Esta madrugada faleceu Lourdes Pintassilgo que foi Primeira-Ministra, em Portugal, no distante ano de setenta e nove, do século passado, num dos governos de iniciativa presidencial que, no primeiro mandato, o General Ramalho Eanes achou por bem impor ao Parlamento, depois deste fazer cair o segundo governo chefiado por Mário Soares em coligação com o CDS.
Politicamente sempre estive longe de concordar com a senhora, cujo pensamento na maioria das vezes se alicerçava em falácias de que alegremente fazia uso numa amálgama intelectual em que, num ou noutro caso, as conclusões mais se pareciam com delírios do que com algo política e socialmente exequível.
Não mais esquecerei o debate que, nas presidenciais de oitenta e cinco, travou com o Dr. Salgado Zenha que justamente lhe pôs a nu o caos teórico em que ela baseava as suas propostas e que reflectia a verdadeira manta de retalhos em que se materializava a sua base de apoio.
Seja como for, foi uma mulher que abriu caminho à afirmação feminina em terrenos que tradicionalmente foram exclusivos dos homens e, nesse sentido, é merecedora do maior respeito e a sua memória deverá ser louvada por isso, pois nos anais, pelo que fez, o seu nome já estará gravado e será recordado enquanto houver Portugal e a sua História continue a ser feita.
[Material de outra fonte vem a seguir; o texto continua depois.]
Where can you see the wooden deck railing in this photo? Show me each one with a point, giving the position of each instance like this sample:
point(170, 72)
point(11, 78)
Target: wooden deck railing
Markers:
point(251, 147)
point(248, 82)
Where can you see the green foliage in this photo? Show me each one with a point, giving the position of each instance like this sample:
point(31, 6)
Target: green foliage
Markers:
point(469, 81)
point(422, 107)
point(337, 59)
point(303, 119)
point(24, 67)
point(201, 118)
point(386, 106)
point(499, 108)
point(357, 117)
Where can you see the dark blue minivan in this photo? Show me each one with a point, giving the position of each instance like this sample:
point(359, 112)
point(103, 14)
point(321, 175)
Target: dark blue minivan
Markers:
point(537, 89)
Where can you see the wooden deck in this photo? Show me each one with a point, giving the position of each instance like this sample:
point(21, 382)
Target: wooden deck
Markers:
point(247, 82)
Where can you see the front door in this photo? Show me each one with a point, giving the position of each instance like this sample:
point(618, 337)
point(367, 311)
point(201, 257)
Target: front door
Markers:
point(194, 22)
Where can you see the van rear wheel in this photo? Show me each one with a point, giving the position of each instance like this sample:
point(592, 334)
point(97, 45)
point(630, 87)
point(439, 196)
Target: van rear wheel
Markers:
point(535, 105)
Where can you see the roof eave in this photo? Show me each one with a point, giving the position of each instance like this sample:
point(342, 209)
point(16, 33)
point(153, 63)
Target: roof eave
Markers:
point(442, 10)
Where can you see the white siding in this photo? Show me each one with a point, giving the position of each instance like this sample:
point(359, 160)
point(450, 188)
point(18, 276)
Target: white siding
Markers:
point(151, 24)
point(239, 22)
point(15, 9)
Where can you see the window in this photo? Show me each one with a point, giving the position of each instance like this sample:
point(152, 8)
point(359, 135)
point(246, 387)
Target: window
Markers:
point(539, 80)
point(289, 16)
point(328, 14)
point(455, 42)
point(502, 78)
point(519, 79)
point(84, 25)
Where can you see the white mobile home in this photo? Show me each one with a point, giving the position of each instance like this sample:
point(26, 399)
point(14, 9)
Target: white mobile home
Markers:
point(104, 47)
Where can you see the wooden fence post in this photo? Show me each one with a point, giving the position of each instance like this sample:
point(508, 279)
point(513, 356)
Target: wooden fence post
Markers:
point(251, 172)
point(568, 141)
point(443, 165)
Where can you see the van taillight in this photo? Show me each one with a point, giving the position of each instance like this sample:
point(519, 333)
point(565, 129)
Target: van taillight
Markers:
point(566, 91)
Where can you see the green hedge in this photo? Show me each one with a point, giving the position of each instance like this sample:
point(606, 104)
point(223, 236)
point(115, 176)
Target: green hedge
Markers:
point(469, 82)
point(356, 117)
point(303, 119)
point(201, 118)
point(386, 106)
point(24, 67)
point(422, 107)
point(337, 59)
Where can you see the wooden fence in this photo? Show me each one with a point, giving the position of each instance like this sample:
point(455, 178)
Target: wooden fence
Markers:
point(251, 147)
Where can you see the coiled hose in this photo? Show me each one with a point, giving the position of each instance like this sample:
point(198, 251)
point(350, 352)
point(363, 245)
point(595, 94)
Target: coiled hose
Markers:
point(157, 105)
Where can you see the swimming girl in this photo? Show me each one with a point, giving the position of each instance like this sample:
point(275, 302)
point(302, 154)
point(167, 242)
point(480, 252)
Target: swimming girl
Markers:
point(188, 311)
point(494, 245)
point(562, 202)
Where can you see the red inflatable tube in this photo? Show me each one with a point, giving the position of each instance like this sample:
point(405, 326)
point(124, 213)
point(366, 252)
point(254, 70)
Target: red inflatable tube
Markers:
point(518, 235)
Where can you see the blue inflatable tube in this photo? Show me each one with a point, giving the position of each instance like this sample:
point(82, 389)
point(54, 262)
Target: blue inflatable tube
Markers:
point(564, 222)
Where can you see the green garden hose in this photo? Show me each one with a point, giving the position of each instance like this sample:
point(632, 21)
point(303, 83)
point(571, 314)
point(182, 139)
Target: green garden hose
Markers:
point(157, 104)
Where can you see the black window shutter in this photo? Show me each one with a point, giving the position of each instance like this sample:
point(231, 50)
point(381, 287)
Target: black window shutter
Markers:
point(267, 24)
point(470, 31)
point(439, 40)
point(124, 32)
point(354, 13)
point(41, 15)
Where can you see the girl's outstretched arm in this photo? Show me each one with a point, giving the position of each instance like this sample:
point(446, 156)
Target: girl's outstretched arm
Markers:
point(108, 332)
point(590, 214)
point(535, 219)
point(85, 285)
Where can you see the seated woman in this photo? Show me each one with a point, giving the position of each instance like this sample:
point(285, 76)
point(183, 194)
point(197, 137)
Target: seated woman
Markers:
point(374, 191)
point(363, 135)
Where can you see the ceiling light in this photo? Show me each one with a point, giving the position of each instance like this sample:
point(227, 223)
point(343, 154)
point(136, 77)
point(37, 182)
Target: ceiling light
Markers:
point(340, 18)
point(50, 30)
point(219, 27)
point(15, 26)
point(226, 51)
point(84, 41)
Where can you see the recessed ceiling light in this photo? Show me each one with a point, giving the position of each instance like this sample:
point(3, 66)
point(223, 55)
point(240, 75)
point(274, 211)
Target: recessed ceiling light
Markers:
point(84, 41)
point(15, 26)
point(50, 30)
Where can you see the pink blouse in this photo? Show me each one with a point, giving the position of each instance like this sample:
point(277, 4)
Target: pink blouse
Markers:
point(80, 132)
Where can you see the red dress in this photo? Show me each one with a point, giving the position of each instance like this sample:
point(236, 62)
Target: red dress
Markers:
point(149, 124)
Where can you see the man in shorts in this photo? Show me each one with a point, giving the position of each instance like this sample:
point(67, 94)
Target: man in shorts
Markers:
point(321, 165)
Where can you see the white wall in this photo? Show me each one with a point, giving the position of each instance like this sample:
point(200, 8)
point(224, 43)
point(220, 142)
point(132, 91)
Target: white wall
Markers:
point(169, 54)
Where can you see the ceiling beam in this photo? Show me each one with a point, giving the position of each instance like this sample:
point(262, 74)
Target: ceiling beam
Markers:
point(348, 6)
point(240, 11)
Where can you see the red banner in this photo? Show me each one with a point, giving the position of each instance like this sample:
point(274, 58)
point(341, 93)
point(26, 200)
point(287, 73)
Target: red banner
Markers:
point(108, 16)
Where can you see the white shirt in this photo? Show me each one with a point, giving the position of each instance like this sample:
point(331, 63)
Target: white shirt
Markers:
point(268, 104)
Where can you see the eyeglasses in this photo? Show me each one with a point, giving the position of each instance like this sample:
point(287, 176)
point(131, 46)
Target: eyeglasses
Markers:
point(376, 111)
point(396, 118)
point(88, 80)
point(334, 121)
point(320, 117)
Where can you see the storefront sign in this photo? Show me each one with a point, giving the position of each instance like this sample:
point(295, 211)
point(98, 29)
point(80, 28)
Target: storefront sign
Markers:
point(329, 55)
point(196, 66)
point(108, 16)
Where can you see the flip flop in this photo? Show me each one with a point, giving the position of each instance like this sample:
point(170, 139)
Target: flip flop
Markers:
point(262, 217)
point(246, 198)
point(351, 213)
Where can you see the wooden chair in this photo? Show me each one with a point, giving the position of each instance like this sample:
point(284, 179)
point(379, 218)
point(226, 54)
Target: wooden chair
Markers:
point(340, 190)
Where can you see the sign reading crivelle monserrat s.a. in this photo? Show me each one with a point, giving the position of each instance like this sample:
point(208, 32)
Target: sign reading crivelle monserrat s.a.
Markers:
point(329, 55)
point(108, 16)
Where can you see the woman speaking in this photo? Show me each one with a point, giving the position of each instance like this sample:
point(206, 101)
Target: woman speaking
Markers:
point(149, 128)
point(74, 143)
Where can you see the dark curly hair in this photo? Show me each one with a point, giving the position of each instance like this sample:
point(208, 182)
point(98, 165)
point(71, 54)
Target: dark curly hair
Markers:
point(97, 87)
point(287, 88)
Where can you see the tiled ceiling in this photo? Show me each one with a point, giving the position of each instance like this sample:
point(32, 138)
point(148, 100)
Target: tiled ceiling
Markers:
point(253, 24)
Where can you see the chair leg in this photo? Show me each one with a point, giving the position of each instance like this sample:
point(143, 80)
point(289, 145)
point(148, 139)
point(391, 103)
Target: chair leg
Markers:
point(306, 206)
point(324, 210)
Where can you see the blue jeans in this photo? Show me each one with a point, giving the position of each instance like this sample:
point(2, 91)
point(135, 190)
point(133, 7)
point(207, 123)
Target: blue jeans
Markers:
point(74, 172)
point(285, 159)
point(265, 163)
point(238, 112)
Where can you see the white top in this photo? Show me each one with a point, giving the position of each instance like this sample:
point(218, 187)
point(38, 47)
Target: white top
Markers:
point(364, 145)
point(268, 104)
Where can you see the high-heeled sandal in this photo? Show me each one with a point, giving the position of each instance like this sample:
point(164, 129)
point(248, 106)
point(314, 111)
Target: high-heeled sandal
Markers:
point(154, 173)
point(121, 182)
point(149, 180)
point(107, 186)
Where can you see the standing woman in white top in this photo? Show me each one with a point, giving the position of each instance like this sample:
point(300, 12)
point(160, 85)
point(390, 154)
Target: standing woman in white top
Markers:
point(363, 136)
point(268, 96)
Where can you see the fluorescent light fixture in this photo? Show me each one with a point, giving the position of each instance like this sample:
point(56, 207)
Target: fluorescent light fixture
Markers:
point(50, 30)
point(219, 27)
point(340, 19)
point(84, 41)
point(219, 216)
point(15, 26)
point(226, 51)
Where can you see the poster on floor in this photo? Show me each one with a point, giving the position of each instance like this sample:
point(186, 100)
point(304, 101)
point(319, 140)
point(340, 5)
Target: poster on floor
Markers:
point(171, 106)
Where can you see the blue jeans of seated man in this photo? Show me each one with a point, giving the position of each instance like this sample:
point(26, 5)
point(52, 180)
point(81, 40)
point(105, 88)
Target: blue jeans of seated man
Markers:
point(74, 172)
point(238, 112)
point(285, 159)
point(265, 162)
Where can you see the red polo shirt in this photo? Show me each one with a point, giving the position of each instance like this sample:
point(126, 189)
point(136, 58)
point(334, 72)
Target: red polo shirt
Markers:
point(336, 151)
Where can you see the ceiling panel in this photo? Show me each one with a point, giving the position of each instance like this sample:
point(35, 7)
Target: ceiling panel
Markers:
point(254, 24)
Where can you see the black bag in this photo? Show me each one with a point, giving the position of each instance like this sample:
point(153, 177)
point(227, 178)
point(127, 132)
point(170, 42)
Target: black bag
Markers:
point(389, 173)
Com a idade de setenta e quatro anos o que parece ser simbólico, na medida em que a revolução dos cravos ocorreu em ano homónimo da última centúria, sucumbiu a uma paragem cardíaca.
O que se entende genericamente pela libertação da mulher, a par com a superação dos factores propiciatórios do racismo, é a última fronteira que deveremos transpor para entendermos a Humanidade como um todo e a mesma espécie, em que as desigualdades biológicas advindas do sexo ou das características físicas de cada um não têm que necessariamente repercutir-se no plano das relações e até das hierarquias sociais. Quando aí chegarmos, se alguma vez isso vier a acontecer, estaremos aptos a pensar em termos de homem universal e aí deixaremos de ter o suporte mental para aceitarmos as razões da guerra e sobretudo as suas consequências. É claro que esta última sempre teve outras motivações que nada têm a ver com a elaboração teórica de que estamos a falar, mas mesmo nas situações dos carrascos de Mlyderzec, foram sempre pessoas que puxaram o gatilho para tirar a vida a outras, mas nunca com o pressuposto explicitamente adquirido de que o estavam a fazer sobre o seu semelhante. Nos casos extremos, as vítimas foram vistas como sub-humanas e, por isso, susceptíveis de serem aniquiladas; mas mesmo na simples rapina, os usurpadores sempre reconheceram a inferioridade dos que pilhavam e que, naturalmente, os expunha a tais vicissitudes.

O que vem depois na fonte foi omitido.